Les sanctions en cas de non-respect des règles
Les amendes liées à la location saisonnière ne sont pas symboliques. Voici les principaux risques :
Absence d'enregistrement du meublé : amende civile jusqu'à 10 000 €
Dépassement du plafond de nuitées pour une résidence principale : amende civile jusqu'à 15 000 €
Location sans autorisation de changement d'usage : amende civile jusqu'à 100 000 € par logement, assortie d'une astreinte pouvant atteindre 1 000 € par jour et par mètre carré
Fausse déclaration ou usage d'un faux numéro d'enregistrement : amende administrative jusqu'à 20 000 €
Ces montants ne sont pas théoriques. Les villes comme Paris, Nice ou Bordeaux mènent des campagnes actives de contrôle. Un bail saisonnier bien rédigé et des démarches administratives en règle sont ta meilleure protection.
Foire aux questions (FAQ)
Le bail saisonnier est-il obligatoire pour louer sur Airbnb ?

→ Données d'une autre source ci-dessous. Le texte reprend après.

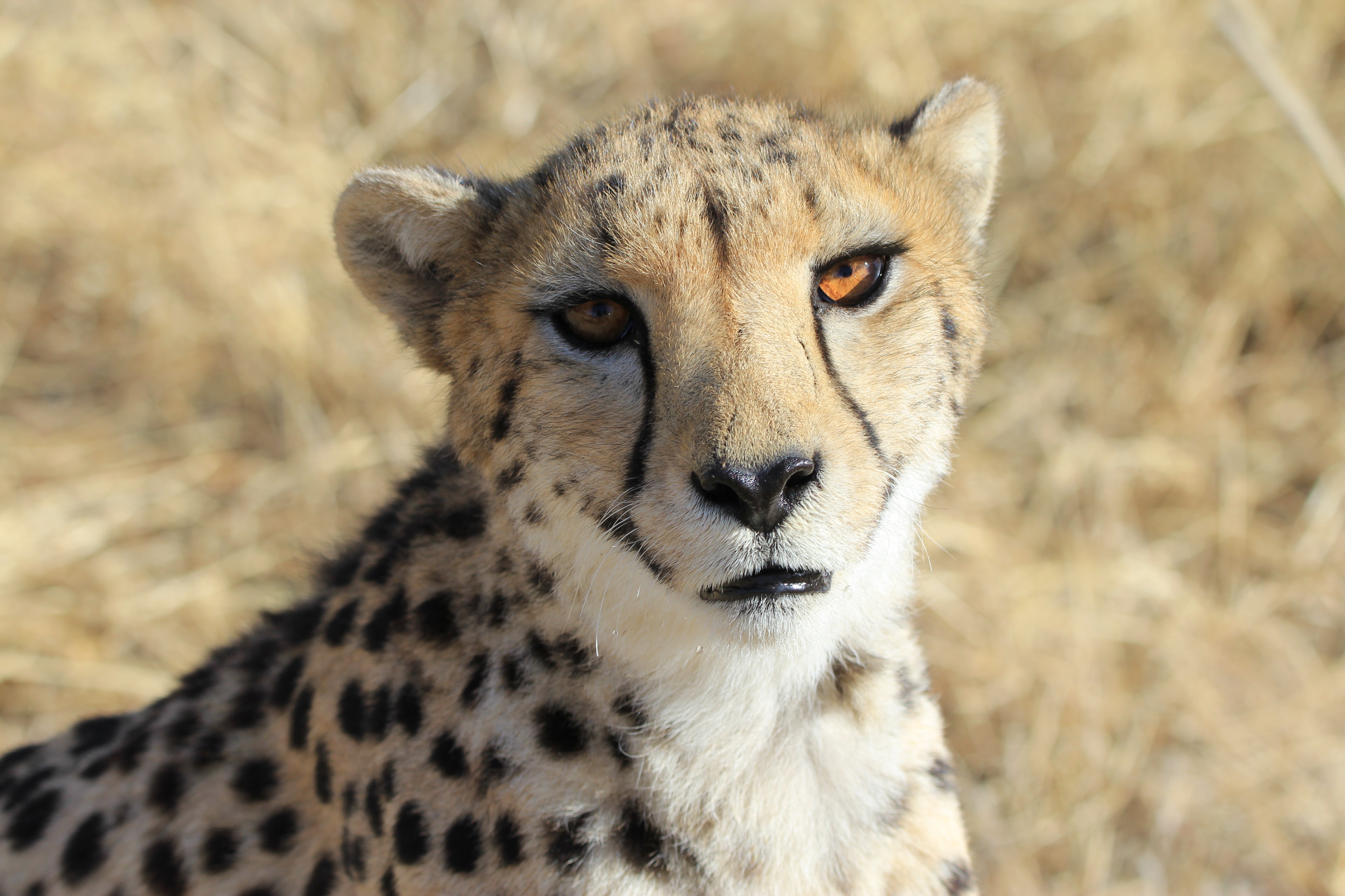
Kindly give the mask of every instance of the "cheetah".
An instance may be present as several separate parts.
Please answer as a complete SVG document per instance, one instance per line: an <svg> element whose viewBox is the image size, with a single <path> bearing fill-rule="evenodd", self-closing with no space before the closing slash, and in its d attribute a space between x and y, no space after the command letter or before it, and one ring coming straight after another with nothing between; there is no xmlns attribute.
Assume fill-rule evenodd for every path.
<svg viewBox="0 0 1345 896"><path fill-rule="evenodd" d="M311 596L0 759L0 893L974 893L911 607L998 157L962 79L358 175L443 438Z"/></svg>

Les conditions générales de la plateforme encadrent déjà la réservation, mais un bail saisonnier reste fortement recommandé pour fixer les règles du séjour et disposer d'un document opposable en cas de litige. En location directe ou via une petite annonce, un contrat écrit devient indispensable.
Peut-on renouveler un bail saisonnier automatiquement ?

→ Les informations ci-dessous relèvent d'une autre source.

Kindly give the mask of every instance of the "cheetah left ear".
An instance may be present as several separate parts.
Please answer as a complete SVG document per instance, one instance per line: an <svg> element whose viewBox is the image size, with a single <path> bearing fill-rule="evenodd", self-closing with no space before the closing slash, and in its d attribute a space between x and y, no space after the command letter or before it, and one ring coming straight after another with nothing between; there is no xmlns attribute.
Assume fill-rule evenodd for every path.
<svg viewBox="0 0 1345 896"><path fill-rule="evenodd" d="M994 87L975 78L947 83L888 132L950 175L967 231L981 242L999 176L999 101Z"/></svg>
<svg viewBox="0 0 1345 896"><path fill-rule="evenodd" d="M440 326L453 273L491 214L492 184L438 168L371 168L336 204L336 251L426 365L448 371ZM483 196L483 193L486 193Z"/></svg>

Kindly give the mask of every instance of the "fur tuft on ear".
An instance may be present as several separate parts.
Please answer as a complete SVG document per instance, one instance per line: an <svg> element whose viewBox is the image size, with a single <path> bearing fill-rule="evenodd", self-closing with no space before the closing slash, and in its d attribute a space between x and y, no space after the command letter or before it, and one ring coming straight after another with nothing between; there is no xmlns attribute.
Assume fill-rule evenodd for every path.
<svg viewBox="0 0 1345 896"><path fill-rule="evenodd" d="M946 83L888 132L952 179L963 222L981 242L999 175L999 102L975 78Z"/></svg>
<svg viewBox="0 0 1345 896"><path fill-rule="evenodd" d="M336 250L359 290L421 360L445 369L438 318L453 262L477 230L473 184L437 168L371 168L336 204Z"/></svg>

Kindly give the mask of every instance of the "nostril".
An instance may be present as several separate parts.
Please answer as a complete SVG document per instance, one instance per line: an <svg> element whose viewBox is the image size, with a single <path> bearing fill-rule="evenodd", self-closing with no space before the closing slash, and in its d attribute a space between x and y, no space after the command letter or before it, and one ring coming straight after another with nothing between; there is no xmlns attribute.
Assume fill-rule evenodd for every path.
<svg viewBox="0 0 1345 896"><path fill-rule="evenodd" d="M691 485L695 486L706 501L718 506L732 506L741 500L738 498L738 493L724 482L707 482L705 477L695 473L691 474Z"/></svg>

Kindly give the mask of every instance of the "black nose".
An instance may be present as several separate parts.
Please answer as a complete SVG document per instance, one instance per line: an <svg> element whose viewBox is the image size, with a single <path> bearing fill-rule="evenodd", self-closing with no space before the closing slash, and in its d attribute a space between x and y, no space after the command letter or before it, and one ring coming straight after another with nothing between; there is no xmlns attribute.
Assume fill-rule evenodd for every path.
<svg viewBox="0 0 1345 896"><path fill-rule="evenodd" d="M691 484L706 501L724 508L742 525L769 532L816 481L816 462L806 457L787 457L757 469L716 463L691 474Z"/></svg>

Non, la reconduction tacite est exclue. Chaque séjour, même avec le même voyageur, suppose un nouveau contrat. En cas de prolongation, vérifie que l'occupation ne dépasse pas 90 jours consécutifs.
Quel montant de dépôt de garantie demander en location saisonnière ?
Aucun plafond légal ne s'applique, contrairement à la location meublée longue durée limitée à deux mois de loyer. La pratique se situe entre 20 et 30 % du montant du séjour, à adapter selon la valeur du mobilier.
Faut-il un DPE pour louer en saisonnier ?
Le DPE n'est pas une annexe obligatoire du bail saisonnier. En revanche, un classement entre A et E est exigé depuis la loi Le Meur pour obtenir une nouvelle autorisation de changement d'usage, et tous les meublés de tourisme hors résidence principale devront atteindre la classe D en 2034.
Peut-on interdire les animaux dans un bail saisonnier ?
Oui, une clause limitant la présence d'animaux de compagnie est en principe valable. Elle ne peut jamais s'appliquer aux animaux d'assistance, comme les chiens guides pour personnes malvoyantes.
Que se passe-t-il si le locataire refuse de quitter les lieux ?
Le bail saisonnier étant à durée déterminée, l'occupant n'a aucun droit au maintien dans les lieux. Une clause précisant que le logement ne constitue pas sa résidence principale limite le risque de requalification du contrat.
Comment déclarer les revenus d'un bail saisonnier ?
Dans la catégorie des bénéfices industriels et commerciaux (BIC). Au micro-BIC, tu reportes tes recettes brutes sur la 2042 C-PRO et l'abattement s'applique automatiquement. Au régime réel, tu télétransmets une liasse fiscale (formulaires 2031 et 2033) avant de reporter le résultat.